Reproducibility in neural network

Question

Richard el 8 de En. de 2016

0
Enlazar

Enlace directo a esta pregunta

https://es.mathworks.com/matlabcentral/answers/263157-reproducibility-in-neural-network

Editada: Greg Heath el 9 de En. de 2016

I'm trying to breakdown the MATLAB neural network GUI by working out what each feature does. I'm keeping it simple by using the default training method (scg), and the MATLAB wine dataset for training/testing. For the time being, and for experimentation, I've removed the validation dataset, and I've set the NN up with 50 hidden nodes.

What I can't work out is why the results it produces are exactly the same each time. It takes exactly the same amount of epochs to get to the minimum gradient, performance and gradient values are exactly the same, and the results produced in the confusion matrix are exactly the same. The only thing I can think of is that the data splitting and initialisation of weights are not randomised, but everywhere I look online suggests that (by default) MATLAB does indeed randomise those parameters.

What am I missing? Are the weights and datasets not randomised after all? Code being used is below.

% Load MATLAB default wine dataset.
[x1,t1] = wine_dataset;
% Create net, 50 hidden nodes.
net = patternnet(50);
% Split the data into a 75% training and 25% testing group. Validation
% removed.
net.divideParam.trainRatio = 3/4;
net.divideParam.valRatio = 0;
net.divideParam.testRatio = 1/4;
% Train the data.
train(net,x1,t1);

0 comentarios
Mostrar -2 comentarios más antiguosOcultar -2 comentarios más antiguos

Iniciar sesión para comentar.

Iniciar sesión para responder a esta pregunta.

Answer 1

Greg Heath el 9 de En. de 2016

0
Enlazar

Enlace directo a esta respuesta

https://es.mathworks.com/matlabcentral/answers/263157-reproducibility-in-neural-network#answer_205612

Editada: Greg Heath el 9 de En. de 2016

YIKES!!! You have entered the creepy world of

 (TRUMPETS PLEASE!)
             OVERTRAINING AN OVERFIT NET!!!

You can prevent the overtraining by

1. Using a validation set. Look at the performance plot
and see the drastic log-scale difference in performance 
between the training and testing subset performances.
 2. Using regularization. With regression this means 
 replacing the performance function MSE with MSEREG 
 which is something like
 MSEREG = MSE + lambda * norm(weights)

Therefore, if you use large weights or , more likely, too many weights due to too many hidden nodes, training will be terminated earlier.
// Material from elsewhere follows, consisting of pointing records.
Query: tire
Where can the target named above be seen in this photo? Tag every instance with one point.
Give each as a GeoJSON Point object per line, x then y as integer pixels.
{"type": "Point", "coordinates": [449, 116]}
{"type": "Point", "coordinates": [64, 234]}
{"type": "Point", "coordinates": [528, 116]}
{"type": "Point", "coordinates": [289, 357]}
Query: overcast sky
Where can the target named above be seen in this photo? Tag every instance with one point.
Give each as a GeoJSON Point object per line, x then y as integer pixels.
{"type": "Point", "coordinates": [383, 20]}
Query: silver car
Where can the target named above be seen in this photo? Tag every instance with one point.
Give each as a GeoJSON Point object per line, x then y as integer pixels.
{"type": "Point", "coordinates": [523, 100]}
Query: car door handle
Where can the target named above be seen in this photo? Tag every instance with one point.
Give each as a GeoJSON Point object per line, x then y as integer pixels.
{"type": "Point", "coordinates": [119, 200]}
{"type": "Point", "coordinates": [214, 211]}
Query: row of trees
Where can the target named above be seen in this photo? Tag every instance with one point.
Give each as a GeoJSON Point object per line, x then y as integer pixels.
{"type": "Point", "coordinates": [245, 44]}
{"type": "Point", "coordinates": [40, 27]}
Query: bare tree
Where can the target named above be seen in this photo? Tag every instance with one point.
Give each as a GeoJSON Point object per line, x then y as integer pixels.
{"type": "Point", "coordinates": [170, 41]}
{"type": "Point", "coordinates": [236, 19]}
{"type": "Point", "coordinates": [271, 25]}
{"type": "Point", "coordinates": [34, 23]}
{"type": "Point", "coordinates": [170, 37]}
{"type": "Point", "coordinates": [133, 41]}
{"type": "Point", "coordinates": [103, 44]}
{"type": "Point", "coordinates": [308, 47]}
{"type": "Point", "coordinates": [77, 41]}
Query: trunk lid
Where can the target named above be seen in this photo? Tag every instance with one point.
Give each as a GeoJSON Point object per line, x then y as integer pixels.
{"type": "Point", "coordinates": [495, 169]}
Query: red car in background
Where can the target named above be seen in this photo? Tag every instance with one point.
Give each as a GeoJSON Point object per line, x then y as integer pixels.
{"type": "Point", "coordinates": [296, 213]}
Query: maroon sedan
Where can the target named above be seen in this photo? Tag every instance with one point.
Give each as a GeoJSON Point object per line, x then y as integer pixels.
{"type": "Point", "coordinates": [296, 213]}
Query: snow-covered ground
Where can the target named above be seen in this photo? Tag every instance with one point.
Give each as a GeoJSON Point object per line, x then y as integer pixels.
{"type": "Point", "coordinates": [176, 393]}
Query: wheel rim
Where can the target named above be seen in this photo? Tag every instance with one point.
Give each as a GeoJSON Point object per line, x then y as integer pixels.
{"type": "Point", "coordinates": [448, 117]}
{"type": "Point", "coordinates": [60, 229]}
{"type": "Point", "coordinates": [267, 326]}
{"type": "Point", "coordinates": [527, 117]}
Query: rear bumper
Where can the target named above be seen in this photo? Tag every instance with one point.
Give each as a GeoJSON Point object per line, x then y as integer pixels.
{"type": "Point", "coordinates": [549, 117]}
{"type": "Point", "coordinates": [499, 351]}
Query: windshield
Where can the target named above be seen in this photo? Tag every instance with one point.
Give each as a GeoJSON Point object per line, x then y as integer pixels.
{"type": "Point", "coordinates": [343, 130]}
However with classification, using patternnet, the default performance measure is CROSSENTROPY. I am not sure if this is MATLAB compatible with regularization.
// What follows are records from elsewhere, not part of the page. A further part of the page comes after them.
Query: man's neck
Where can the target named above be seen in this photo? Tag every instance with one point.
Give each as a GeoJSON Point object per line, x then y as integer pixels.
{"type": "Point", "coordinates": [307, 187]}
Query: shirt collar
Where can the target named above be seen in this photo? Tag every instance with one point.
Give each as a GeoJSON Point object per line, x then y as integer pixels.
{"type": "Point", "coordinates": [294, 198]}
3. Use the Bayesian Regularization training function TRAINBR which by default, uses Nval = 0 and a form of MSEREG. HOWEVER, I'm not sure if this is MATLAB compatible with CROSSENTROPY.

4. Instead of preventing overtraining, you can prevent overfitting by just using fewer hidden nodes:

 [x  t]  = wine_dataset;
 [ I N ] = size(x)        % [13 178 ]
 [O N ]  = size(t)        % [ 3 178 ]
 vart    = mean(var(t',1))% 0.21944
  Ntst   = round(0.25*N)  % 45
  Ntrn   = N-Ntst         % 133
  Ntrneq = Ntrn*O         % 399 training equations

5. When the net is configured with H = 50 hidden nodes, the number of unknown weights will be

Nw = (I+1)*H+(H+1)*O % 853 unknown weights

which is more than twice the number of training equations !!!

 ==> OVERFITTING! 
H   = 50
net = patternnet(H);
Nw  = net.numWeightElements % 50 when unconfigured
net = configure(net,x,t);
Nw  = net.numWeightElements % 853 when configured

Note: Training will automatically configure an unconfigured net

To avoid overfitting

 Nw <= Ntrneq <==> H <= Hub
 Hub = (Ntrneq-O)/(I+O+1) % 23.294

Therefore H <= 23 avoids overfitting

 net.divideParam.testratio = 3/4;
 net.divideParam.valratio  = 0;
 net.divideParam.testratio = 1/4;
 [ net tr y e ] = train(net,x,t);
 % y = net(x); e = t-y  % error
 NMSE = mse(e)/vart     % 0.017875
 Rsq  = 1- NMSE         %  0.98213

Therefore, the net models 98.2% of the average target variance.

However, the net is overfitted. Therefore, the difference between the test and training performances is very important.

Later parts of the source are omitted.